Belgium, (Brussels Morning Newspaper) Denmark has opened the Greensand underground storage for imported CO2 that is to store as much as 8 million tonnes annually by 2030.
As part of the project headed by German oil and gas company Wintereshall and British chemicals company Ineos, CO2 will be compressed into liquid state and pumped into a depleted oil field. Danish authorities approved the start of the pilot phase in December last year.
Unlike the other 30 or so CO2 storage projects under development or operational in the EU, Greensand will be the first to store imported carbon dioxide.
CO2 will be captured at the source, compressed in Belgium, shipped to Denmark and stored at Greensand as part of efforts to fight against global warming.
At Greensand, liquefied CO2 will be pumped into a depleted oil field approximately 1.8 kilometres under the seabed.
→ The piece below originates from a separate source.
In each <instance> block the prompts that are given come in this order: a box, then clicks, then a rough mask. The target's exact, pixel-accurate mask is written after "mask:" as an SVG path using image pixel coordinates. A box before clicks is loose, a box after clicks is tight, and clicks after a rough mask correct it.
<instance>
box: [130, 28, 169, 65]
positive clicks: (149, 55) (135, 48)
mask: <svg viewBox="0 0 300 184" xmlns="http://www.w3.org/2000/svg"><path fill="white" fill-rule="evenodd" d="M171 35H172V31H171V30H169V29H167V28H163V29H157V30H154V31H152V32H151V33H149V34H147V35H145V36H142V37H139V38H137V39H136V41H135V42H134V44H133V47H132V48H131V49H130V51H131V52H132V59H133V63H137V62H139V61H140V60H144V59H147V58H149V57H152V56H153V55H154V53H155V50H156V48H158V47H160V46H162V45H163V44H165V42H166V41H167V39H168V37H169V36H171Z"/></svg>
After the pilot phase is completed, the project is to expand to the neighbouring Siri field.
Lars Aagaard, Danish Minister for Climate, Energy and Utilities, pointed out that the project will help the country to reach carbon neutrality by 2045.
“It will help us reach our climate goals and since our subsoil contains a storage potential far larger than our own emissions, we are able to store carbon from other countries as well,” he noted.
Suitable region
The North Sea is suitable for similar projects as decades of oil and gas production in the region created potential storage sites and developed a network of pipelines.
French energy company TotalEnergies is considering a similar CO2 storage project near Greensand, noting that it could store 5 million tonnes annually by 2030.
Norway has already launched underground storage facilities and is planning to start importing CO2 to store in the coming years. The country has the largest storage potential in Europe thanks to decades of oil and gas exploitation.
The EU Environment Agency (EEA) noted that, according to estimates, bloc members emitted roughly 3.7 billion tonnes of CO2 in 2020, when economic activity was lower due to lockdowns, stressing that quantities to be stored are a small fraction of total emissions.
According to Australian think tank IEEFA, CO2 capture and storage emits roughly 21% of the gas captured. IEEFA stressed that potential leaks of pressurised CO2 could have severe consequences.